The River Hill project, which has the support of the governor, would use 70 percent waste-coal blended with 30 percent market-based coal to fuel the plant. According to the company, it would remove over 100 years of waste left by previous mining operations. Straussfeld added that burning the waste coal would get rid of old coal piles that create a lot of groundwater problems.
But a timeline for construction and completion of either project is anyone's guess. “It's hard to give a timeline because we have to take in all the factors,” DeLeo said, “and if the factors were there to go full-speed ahead, we would be doing it right now.”
Eight senators – including Sherrod Brown of Ohio, Jay Rockefeller and Robert Byrd of West Virginia, and Max Baucus of Montana – sent a letter Feb. 19 to EPA Administrator Lisa Jackson expressing “serious economic and energy security concerns” relating to the potential regulation of greenhouse gases, or GHGs, from stationary sources under the Clean Air Act.

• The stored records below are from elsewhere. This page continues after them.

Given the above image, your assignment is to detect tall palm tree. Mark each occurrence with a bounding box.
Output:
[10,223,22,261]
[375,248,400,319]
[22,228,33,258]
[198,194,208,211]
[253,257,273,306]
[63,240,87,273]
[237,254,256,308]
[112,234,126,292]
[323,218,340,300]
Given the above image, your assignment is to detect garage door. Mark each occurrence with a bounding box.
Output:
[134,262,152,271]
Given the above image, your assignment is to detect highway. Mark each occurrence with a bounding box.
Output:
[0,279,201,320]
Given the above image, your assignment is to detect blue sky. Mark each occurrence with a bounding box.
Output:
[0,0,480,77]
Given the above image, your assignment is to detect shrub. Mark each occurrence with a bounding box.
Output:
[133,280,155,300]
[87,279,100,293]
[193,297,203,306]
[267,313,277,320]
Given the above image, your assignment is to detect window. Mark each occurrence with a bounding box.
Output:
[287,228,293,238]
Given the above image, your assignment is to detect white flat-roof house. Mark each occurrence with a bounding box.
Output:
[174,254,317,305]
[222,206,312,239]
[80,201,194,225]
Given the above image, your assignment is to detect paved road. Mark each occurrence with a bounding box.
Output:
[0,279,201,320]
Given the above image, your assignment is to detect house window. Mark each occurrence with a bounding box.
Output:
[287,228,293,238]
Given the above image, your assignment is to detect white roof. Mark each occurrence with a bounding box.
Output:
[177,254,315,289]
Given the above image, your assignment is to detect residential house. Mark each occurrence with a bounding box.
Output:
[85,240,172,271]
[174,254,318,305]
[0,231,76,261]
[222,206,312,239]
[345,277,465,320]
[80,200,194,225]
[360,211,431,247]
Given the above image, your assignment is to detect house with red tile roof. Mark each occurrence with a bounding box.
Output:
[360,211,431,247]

Large electric generators using domestically produced coal and natural gas are uncertain about potential “Best Available Control Technology standards for carbon dioxide, they said. “What does EPA expect coal and natural gas operators to do if there is no standard?”
Jackson responded Feb. 22, saying that she expects to take action by April to ensure that no stationary source will be required to get a Clean Air Act permit to cover its greenhouse gas emissions in calendar year 2010. Instead, “I expect that EPA will phase-in permit requirements and regulation of greenhouse gases for large stationary sources beginning in calendar year 2011.”
As a developer, Straussfeld said, “I think what's important is the permitting environment is very unclear. With EPA or Congress essentially proposing legislation that nobody knows how it looks, it makes it hard for a developer to develop a project, but also makes it hard for a utility to buy the electricity because they don't know how much the CO2 (carbon dioxide) credits are going to cost.
“For them it's very hard to make a decision because they don't know if this is the best option for their portfolio. What the developer needs is certainty for the permitting and policy environment. Then you can make a decision and find the best option.”
He said EPA initially planned to regulate CO2 March 30. “This creates at least another year of limbo for the developer because we don't know what's going to happen. So this, again, prohibits investment and job creation,” he added.
Carbon dioxide would have to be addressed in the PSD, or prevention of significant deterioration permit. But that's going to be challenging, Straussfeld said, because nobody really would know how to address it in the PSD permit until the final rules are out.
The senators said the 2007 Supreme Court decision in “Massachusetts vs. EPA” determined that greenhouse gases may endanger public health and welfare. The “endangerment finding,” as it is known, is the first step in the rulemaking process for regulating greenhouse gas emissions from new motor vehicles.
While the senators said they support moving forward with a single national standard for that purpose, they are concerned about possible impacts on American workers and businesses as EPA moves to implement regulations to curtail GHG pollution from stationary sources.
There are legislative efforts in the House and Senate seeking to disallow further EPA action based on the endangerment finding, the senators said.